= Tien-Tien Yu =

American physicist

Chiu-Tien "Tien-Tien" Yu is an American physicist whose research focuses on methods for detecting dark matter and understanding its nature. She is an associate professor of physics at the University of Oregon.

==Education and career==
After a childhood interest in marine biology, Yu was inspired by a high school astrophysics class to think of the universe itself as being deep and mysterious in the same way as the ocean. She majored in physics at the University of Chicago, graduating in 2007. She completed her Ph.D. in 2013 at the University of Wisconsin–Madison, with the last two years of her doctoral study involving research as a graduate student fellow at Fermilab. Her dissertation, The Top Quark as a Window to Beyond the Standard Model Physics, was supervised by Vernon Barger.

After postdoctoral research at the C. N. Yang Institute for Theoretical Physics of Stony Brook University, and as a theory fellow at CERN in Geneva, Switzerland, she took a faculty position as assistant professor of physics at the University of Oregon (on leave for a year while she finished her work at CERN). In 2022 she was promoted to associate professor.
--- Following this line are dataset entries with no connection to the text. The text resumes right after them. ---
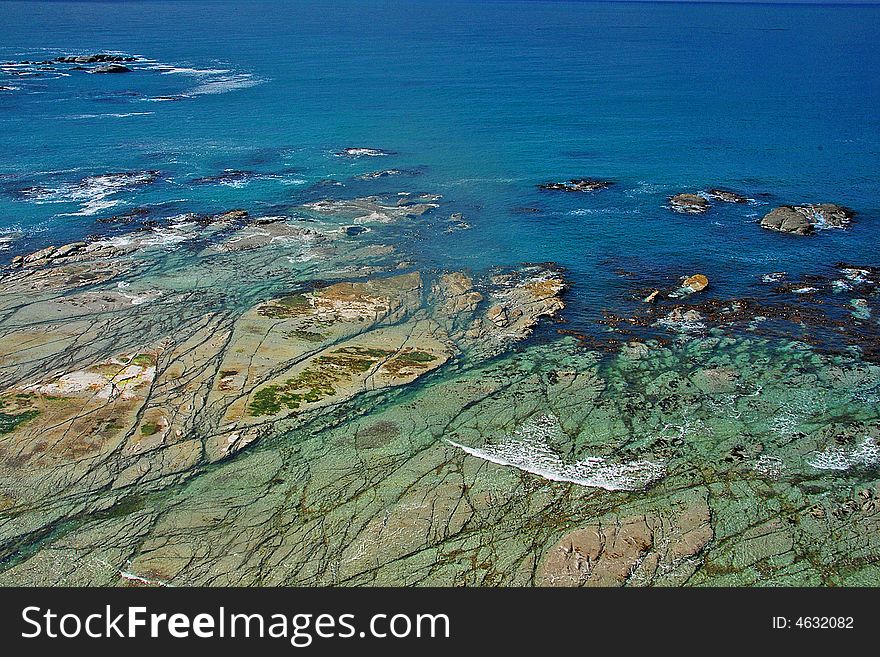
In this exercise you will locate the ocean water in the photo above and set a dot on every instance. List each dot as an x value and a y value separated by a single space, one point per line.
480 102
740 423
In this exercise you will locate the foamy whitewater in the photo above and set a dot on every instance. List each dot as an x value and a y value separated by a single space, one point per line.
529 450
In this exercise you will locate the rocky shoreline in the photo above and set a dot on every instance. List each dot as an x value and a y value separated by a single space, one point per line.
248 398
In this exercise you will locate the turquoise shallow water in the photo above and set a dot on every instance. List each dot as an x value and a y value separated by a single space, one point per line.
482 101
238 400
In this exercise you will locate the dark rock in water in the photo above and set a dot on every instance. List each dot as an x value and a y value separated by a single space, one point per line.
231 215
137 214
265 221
100 58
725 195
806 219
577 185
374 175
227 177
688 204
363 152
112 68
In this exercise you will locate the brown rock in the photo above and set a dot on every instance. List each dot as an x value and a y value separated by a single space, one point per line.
697 282
688 204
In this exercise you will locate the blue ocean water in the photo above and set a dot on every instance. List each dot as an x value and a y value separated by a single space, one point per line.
480 101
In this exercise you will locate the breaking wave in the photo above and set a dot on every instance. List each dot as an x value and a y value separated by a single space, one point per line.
528 450
865 454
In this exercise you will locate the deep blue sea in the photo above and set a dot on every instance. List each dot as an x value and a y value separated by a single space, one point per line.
480 102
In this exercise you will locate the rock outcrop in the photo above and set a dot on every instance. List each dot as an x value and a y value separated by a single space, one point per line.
577 185
688 204
806 219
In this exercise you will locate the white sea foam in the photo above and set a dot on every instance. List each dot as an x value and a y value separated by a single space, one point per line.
93 207
119 115
93 193
771 467
528 450
224 84
835 457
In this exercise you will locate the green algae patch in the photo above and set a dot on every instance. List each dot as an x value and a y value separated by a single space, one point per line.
15 410
289 306
149 428
9 422
417 360
316 382
307 336
144 360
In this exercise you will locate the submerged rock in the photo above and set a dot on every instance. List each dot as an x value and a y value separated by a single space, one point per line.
696 283
111 68
688 204
806 219
94 59
726 196
577 185
363 152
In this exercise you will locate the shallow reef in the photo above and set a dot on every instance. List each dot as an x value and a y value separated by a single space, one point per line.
263 400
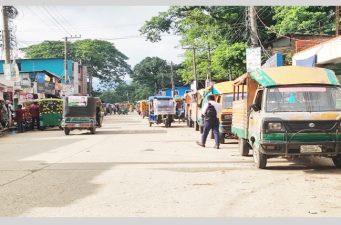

Her work at the University of Oregon has included cofounding an interdisciplinary student research program in science and comics, with comics studies faculty member Kate Kelp-Stebbins.

==Recognition==
Yu received a National Science Foundation CAREER Award in 2020, and the Presidential Early Career Award for Scientists and Engineers in 2025.

She was one of the 2021 recipients of the New Horizons in Physics Prize, recognizing her work searching for light dark matter.